By comparing the cinematic styles used in the films you have studied for this topic, is it possible to identify a distinctive ‘National Cinema’?
Indian cinema means different things to different people and there are a lot of different cinematic styles originating from the Indian subcontinent. Stereotypically, when western audiences without cultural capital or knowledge think of Indian films the iconic name ‘Bollywood’ comes to mind, or less widely known outside of India, as Hindi films. Bollywood films have come to represent a national identity and as such, have been a metaphor for national cinema. Repetition of a familiar genre template has ensured that these films often encode similar narrative themes and messages that audiences identity with and crucially, many western audiences do not affording in part the status of national or world cinema.

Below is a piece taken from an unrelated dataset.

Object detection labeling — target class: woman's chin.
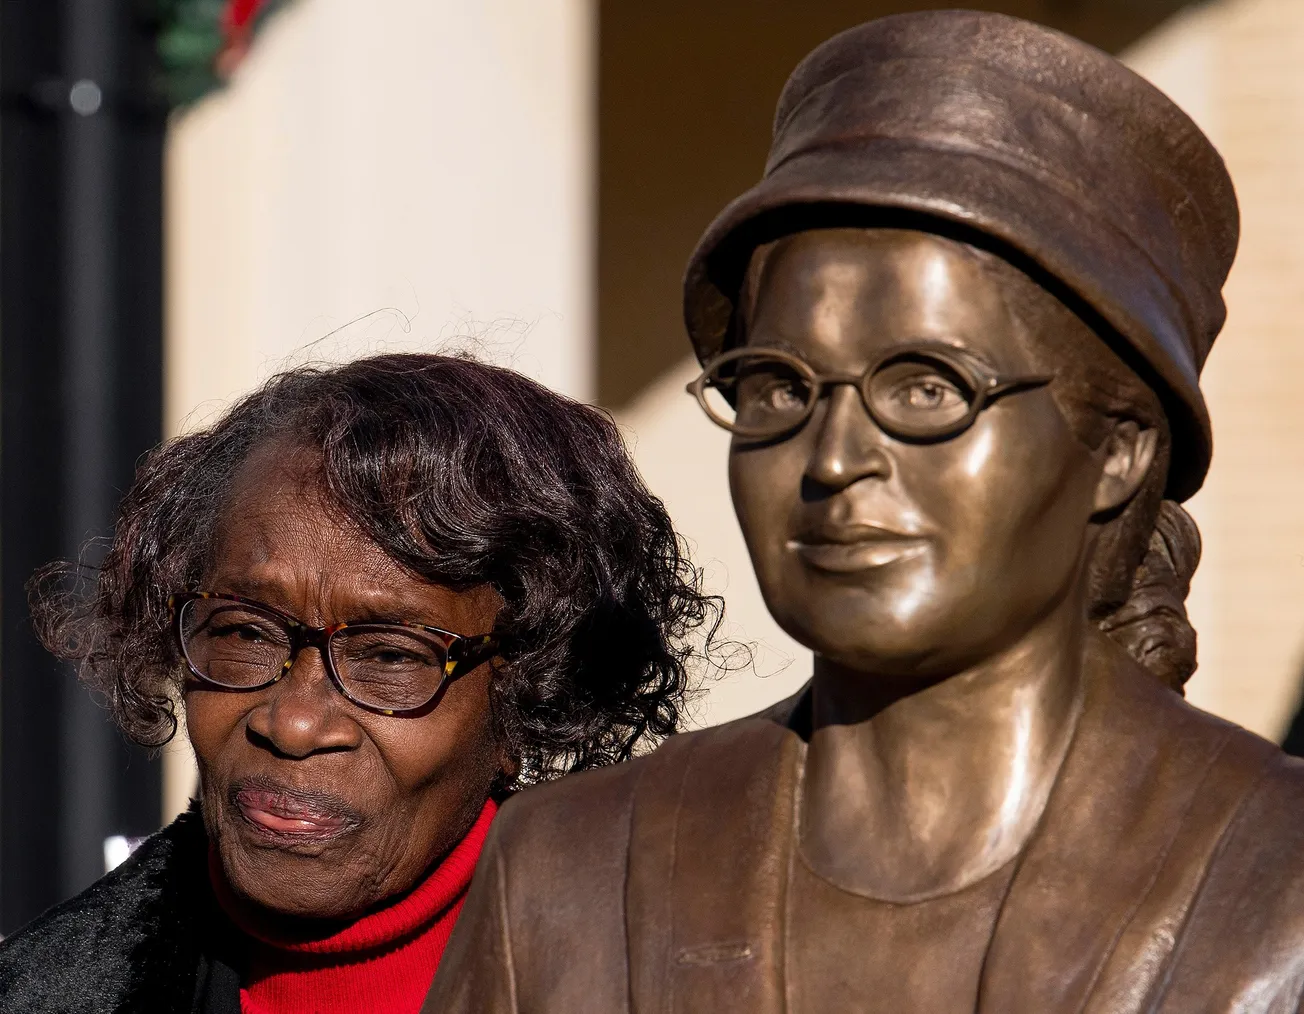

Bollywood is in fact, one part of a disparate Indian film industry involving a range of languages and regional identities – The Hindi Movie, or Bollywood movie is very different in cinematic style from the approach of Satyajit Ray for example who focused more on realist representations in binary opposition to the escapist, musical, romantic melodrama conventions of the Bollywood film. Ray made more documentaries and dramas that had bleaker narrative themes with a darker and grainier mise-en-scene which represented more personal struggle against adversity. Bollywood films stereotypically sang and danced their way through upbeat narratives appealing more to mainstream audiences.